Treating Cancer With Shark Cartilage

by Dr. David Williams
Filed Under: General Health
Last Reviewed 02/06/2014

This therapy appears to have enormous benefits

One of the most life-threatening circumstances dependent on new blood vessel growth is cancer. Cancer cells are, basically, normal cells that have only one function—reproduction. In their frenzy of uncontrolled growth, a haphazard maze of blood vessels develop, which must constantly be expanded and replaced. This constant drain of nutrients combined with the subsequent flood of toxic wastes, places an enormous strain on the body’s reserves.

Eventually, the growing tumor mass begins to crowd and divert precious resources away from the vital organs. This eventually leads to their destruction and, ultimately, the death of the host organism.

For decades, the majority of research efforts have concentrated on treating cancer with radiation, surgery, and toxic chemicals. It was only in the mid-1980s that a few farsighted researchers began concentrating their efforts on finding substances that would stop angiogenesis. The late Dr. Judah Folkman, of Children’s Hospital in Boston, is considered the pioneer in the study of angiogenesis and its role in cancer inhibition. [Dr. Folkman has shown that if a tumor can’t develop its own blood supply, it will stop growing when it reaches 1 to 2 cubic mm—the size of a pencil point. (Sci 87;235:442–447) Remember that 1 mm is only 0.04 inches!] It was a member of Dr. Folkman’s research team, Dr. Robert Langer of MIT, who discovered the benefits of shark cartilage.

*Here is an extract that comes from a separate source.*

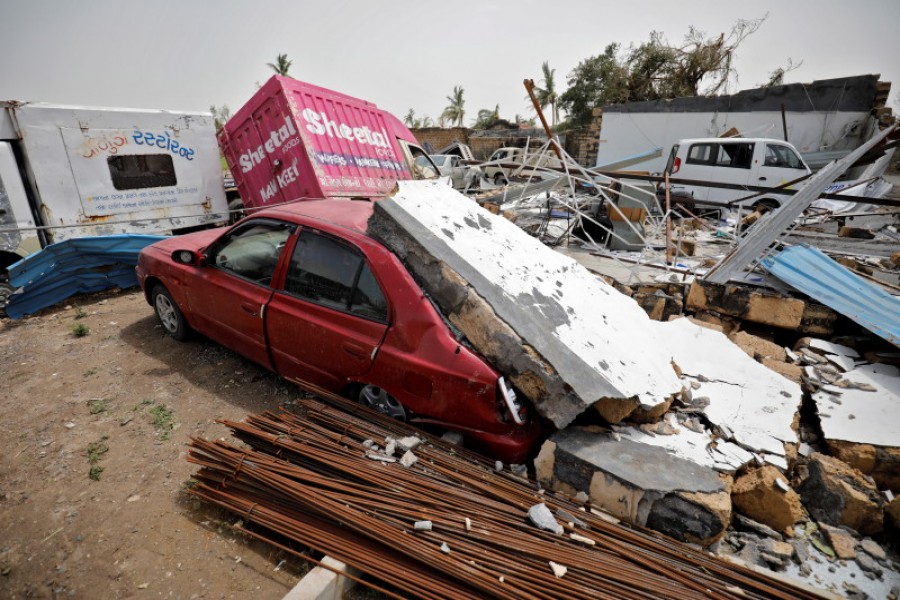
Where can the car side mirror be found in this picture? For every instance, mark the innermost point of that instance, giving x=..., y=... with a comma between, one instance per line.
x=189, y=257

Initial studies were performed on rabbits. In one eye, tumors and tiny shark cartilage pellets were implanted in the cornea. In the other eye, tumors and identical-sized pellets without shark extract were implanted. After 19 days, the animals were sacrificed because the tumor masses in the untreated eyes had continued to grow unchecked. They had become “three-dimensional and necrotic.” The tumors next to the implanted shark cartilage pellets, however, showed little evidence of any growth or new blood vessel formation.

Next, came research from Belgium showing that oral dosage of dried shark cartilage extract was just as effective as injecting it! Cancerous animals given the oral shark cartilage extract showed practically no tumor growth. In fact, after 21 days, their tumors were about 60 percent of their original size. On the other hand, after 21 days, the tumors in animals not taking the extract were 2.5 times their original size! (This unpublished study was performed at the prestigious cancer research center in Brussels, Belgium, Institut Jules Bordet, by Dr. G. Atassi in late 1989.)

What’s amazing in all of these studies, is that shark cartilage extract doesn’t appear to have any direct effect on the tumors themselves. It works instead, by simply interrupting the blood supply and formation of new lymph and blood vessels. (J Appl Biochem Biotech 83;8:9) This probably explains why no toxicity was reported in all the studies performed in the last seven or eight years.

Studies have been conducted in humans as well, though. The studies so far have been done using individuals who were already severely ill and for whom other forms of treatment had failed. The results show remarkable benefits for both quality of life and longevity: reduction in pain, reduction in tumor size, recovery of energy, and simple survival.

I am frequently asked if I think shark cartilage could be used as a preventive measure against cancer. It seems that it could be, however there’s no long-term hard data to support this. I’ll be the first to admit that more research needs to be done, but I can tell you one thing for sure: If I had a history of either breast or prostate cancer (among others), I’d definitely be taking shark cartilage to help prevent any reccurrence. It’s a therapy that appears to provide enormous benefits while causing little, if any, adverse side effects.

As a supplement, shark cartilage is expensive. As an adjunct to cancer treatment, it’s a bargain. A single 750 mg capsule of the extract retails for no more than 30 cents, and a 400 gram jar is no more than $80. The normal initial dosage in cancer cases, is 60 grams per day (split in equal dosages and taken 10 to 15 minutes before each meal). Once in remission, many reduce the dosage to one capsule for every 11 pounds of their body weight. (As in the study mentioned earlier, dosages given to animals is generally 750 mg for every 11 pounds of body weight.)

Shark cartilage extract is a true breakthrough. It is non-toxic, and easy for anyone to administer, since oral consumption is the most effective route of delivery. And maybe, most important of all, it can be used in conjunction with any other form of cancer therapy whether conventional or otherwise. (Regardless of whether a person chooses chemotherapy, surgery or laetrile or Gerson therapy, shark cartilage extract can still be used safely and effectively without fear of jeopardizing any positive results!) Even still, there are a few instances when new blood vessel growth is necessary in adults and shark cartilage isn’t recommended. Some examples include: after a recent heart attack or certain types of strokes where development of collateral circulation is encouraged; during pregnancy; in cases of non-healing fractures and during muscle building programs.

Over the years, I’ve seen hundreds of cancer treatment therapies come and go. While shark cartilage extract may not be the final answer, its unique ability to inhibit angiogenesis makes it an extremely viable adjunct to all cancer treatment programs.